Statistical Significance Testing

Statistical significance was determined between all pairs of classifiers, weighting schemes, and feature spaces within a particular disease. Significance was determined using approximate randomization following Chinchor (1992) and Noreen (1989). Approximate randomization involves generating N pseudo-systems and comparing the difference in performance between these pseudo-systems with the difference in performance of the actual systems. Given two systems for comparison such as system A and system B, pseudo-system A’ and pseudo-system B’ are generated by randomly swapping approximately 50% of system A's document level predictions with the corresponding predictions made by system B. The performance of A’ is then compared to B’. We keep track of the number of times (n) the difference in pseudo-system performance is greater than the difference in actual system performance.
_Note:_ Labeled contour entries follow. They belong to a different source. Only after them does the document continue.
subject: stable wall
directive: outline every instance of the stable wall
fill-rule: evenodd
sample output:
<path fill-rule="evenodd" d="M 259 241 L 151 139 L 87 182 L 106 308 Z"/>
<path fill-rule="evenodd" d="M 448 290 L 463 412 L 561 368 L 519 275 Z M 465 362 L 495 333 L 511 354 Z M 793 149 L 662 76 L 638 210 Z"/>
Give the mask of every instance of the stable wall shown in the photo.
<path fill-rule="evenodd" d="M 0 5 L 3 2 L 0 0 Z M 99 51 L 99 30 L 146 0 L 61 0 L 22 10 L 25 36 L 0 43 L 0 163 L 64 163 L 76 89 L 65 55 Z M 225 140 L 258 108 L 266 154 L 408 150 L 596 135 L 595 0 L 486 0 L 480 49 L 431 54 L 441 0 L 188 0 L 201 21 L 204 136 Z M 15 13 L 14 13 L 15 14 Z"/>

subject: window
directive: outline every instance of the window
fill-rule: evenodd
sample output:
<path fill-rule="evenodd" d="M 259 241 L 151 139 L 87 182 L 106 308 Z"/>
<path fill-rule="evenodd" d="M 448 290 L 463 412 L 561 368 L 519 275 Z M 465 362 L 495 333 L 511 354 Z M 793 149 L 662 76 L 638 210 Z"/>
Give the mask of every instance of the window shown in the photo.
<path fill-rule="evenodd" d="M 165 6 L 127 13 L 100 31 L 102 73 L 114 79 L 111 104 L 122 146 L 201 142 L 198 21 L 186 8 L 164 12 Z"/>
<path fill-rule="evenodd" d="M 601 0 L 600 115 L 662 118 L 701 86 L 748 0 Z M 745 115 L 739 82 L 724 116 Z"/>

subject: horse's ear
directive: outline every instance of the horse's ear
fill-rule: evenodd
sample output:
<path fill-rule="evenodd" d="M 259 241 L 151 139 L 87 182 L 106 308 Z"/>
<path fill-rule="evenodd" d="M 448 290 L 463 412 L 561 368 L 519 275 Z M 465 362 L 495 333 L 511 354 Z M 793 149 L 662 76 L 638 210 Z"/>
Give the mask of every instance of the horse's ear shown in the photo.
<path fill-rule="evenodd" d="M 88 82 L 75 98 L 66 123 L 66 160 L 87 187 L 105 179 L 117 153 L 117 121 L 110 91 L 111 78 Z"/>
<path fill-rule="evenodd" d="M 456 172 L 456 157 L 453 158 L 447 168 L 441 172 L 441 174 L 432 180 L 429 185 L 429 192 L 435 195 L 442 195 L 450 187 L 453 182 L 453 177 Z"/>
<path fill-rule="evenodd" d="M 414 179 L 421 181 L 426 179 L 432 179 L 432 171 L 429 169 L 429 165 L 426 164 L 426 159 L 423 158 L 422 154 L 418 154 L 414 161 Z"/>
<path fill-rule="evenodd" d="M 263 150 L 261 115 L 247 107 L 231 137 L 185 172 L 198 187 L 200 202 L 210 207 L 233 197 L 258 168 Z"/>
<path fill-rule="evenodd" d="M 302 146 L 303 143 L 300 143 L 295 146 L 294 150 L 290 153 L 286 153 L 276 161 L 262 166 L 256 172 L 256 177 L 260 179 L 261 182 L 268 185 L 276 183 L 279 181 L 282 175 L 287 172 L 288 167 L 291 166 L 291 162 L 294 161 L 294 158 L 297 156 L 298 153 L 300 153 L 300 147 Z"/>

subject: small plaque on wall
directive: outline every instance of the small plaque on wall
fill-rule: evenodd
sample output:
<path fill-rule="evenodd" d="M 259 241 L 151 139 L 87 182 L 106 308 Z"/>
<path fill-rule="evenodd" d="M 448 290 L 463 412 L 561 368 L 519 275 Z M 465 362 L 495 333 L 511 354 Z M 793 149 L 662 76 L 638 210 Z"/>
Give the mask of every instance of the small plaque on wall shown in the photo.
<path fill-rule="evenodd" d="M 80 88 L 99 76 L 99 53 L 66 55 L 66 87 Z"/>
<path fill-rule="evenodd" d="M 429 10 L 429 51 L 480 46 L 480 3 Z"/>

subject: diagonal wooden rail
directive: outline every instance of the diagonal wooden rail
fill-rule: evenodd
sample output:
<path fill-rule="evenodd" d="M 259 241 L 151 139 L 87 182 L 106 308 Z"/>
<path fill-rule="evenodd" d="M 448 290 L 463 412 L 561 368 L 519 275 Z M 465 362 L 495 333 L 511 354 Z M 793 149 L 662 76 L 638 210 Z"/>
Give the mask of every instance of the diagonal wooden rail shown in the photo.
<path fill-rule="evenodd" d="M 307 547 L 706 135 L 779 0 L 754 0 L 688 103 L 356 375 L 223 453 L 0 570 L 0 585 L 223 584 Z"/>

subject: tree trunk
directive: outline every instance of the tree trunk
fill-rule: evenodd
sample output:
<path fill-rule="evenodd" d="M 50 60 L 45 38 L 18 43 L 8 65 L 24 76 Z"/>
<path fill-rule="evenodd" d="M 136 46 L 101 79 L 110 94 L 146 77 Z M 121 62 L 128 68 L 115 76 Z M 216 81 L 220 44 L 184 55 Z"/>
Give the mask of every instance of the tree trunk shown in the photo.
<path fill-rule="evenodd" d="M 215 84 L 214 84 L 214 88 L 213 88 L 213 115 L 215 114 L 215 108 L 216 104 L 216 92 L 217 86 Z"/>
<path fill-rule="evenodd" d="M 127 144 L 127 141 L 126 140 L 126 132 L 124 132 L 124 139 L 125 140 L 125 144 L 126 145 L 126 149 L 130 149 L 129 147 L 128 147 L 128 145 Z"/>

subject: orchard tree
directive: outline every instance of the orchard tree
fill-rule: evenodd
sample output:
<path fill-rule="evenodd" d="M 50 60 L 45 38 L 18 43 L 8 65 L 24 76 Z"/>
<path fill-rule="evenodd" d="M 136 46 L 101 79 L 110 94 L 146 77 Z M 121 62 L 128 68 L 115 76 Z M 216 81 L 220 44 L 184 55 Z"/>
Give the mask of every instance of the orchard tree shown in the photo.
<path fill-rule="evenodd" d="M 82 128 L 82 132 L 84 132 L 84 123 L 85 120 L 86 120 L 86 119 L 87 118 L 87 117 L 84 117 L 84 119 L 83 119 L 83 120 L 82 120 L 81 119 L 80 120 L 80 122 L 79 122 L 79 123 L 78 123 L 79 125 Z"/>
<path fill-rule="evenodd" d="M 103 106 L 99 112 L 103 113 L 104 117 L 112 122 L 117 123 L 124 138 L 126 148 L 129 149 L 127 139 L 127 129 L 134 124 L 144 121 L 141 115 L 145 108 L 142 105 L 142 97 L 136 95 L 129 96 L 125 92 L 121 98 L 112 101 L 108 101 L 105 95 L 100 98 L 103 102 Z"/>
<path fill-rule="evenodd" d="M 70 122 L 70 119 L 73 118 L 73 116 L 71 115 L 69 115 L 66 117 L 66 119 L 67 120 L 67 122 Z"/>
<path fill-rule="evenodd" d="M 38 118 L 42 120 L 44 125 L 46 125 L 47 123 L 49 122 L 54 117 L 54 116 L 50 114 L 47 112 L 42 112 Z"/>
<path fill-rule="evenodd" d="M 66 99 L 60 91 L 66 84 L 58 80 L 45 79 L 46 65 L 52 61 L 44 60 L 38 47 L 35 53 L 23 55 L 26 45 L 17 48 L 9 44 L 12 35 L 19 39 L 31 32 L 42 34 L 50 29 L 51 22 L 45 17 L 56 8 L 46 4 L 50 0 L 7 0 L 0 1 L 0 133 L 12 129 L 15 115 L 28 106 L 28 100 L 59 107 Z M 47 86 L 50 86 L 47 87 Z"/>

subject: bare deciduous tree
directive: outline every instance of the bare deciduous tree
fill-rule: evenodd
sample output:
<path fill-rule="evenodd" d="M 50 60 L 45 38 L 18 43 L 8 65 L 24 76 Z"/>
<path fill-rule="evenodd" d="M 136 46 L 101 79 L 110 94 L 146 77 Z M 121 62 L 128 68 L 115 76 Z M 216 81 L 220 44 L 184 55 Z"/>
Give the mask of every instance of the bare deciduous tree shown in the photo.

If (n + 1) / (N + 1) is greater than a cutoff alpha, then we can consider the difference in systems performance to be explained by chance. Intuitively, if system A and system B are not different, then swapping 50% of their system output should have little impact on system A or system B's performance. If system A's performance is significantly better than system B's performance then swapping 50% of their system output should, on average, make system A worse and system B better. By comparing the actual system difference, to the average pseudo-system difference we can get a sense of whether or not the difference in performance between the two systems is significant. For this study we used an N = 9,999 and report cut-off values of alpha at 0.1 and alpha at 0.05. These values are consistent with with both the current and previous i2b2 NLP challenges (Stubbs et al., 2015; Uzuner, Luo, & Szolovits, 2007).

Robustness Checks

Once the best performing models in each disease class were identified, robustness checks were run to ensure the task was sufficiently complex to warrant statistical classifiers of this nature. The top performing model for each disease was re-trained on the corpus that provided the best performance, using the same baseline or combined feature space, without weighting (i.e., binary presence or absence of minimally normalized, lexically normalized and/or CUI tokens) and then evaluated on the test set. To determine if rule-based approaches were sufficient to achieve comparable performance, decision tree classifiers with a maximum tree depth of three were evaluated on the corpus and binary feature space of the top performing model for each disease. In the case of both unweighted SVMs and decision tree classifiers, performance was statistically significantly worse than the weighted SVM for all diseases.

Results

The following tables contain F1 measure results for all models on the 2014 i2b2/UTHealth test set with document-level binary outcome variables for diseases. There is a separate table for each of the five diseases: obesity, CAD, hypertension, hyperlipidemia, and diabetes. Each row represents the combination of an SVM classifier labeled by its kernel (RBF, Linear), the vector weighting scheme (tf-idf, count) and the feature space (Min, Lex, CUI, Min & Lex, Min & CUI, Lex & CUI, Min, Lex & CUI). F1 measures for models trained on the 2008, 2014, and combined 2008/2014 data are reported in the ‘2008’, ‘2014’ and ‘Combined 2008/2014’ columns, respectively. The percentage change in F1 measure for each model, between each training data, is also reported in the “% Change 2008, 2014”, “% Change 2008, Comb.”, and “% Change 2014, Comb” columns, respectively. These should be read “Percentage change from A to B”. The statistical significance of these changes is marked with an asterisk (“*”) for differences at alpha = 0.1 and two asterisks (“**”) for differences at alpha = 0.05.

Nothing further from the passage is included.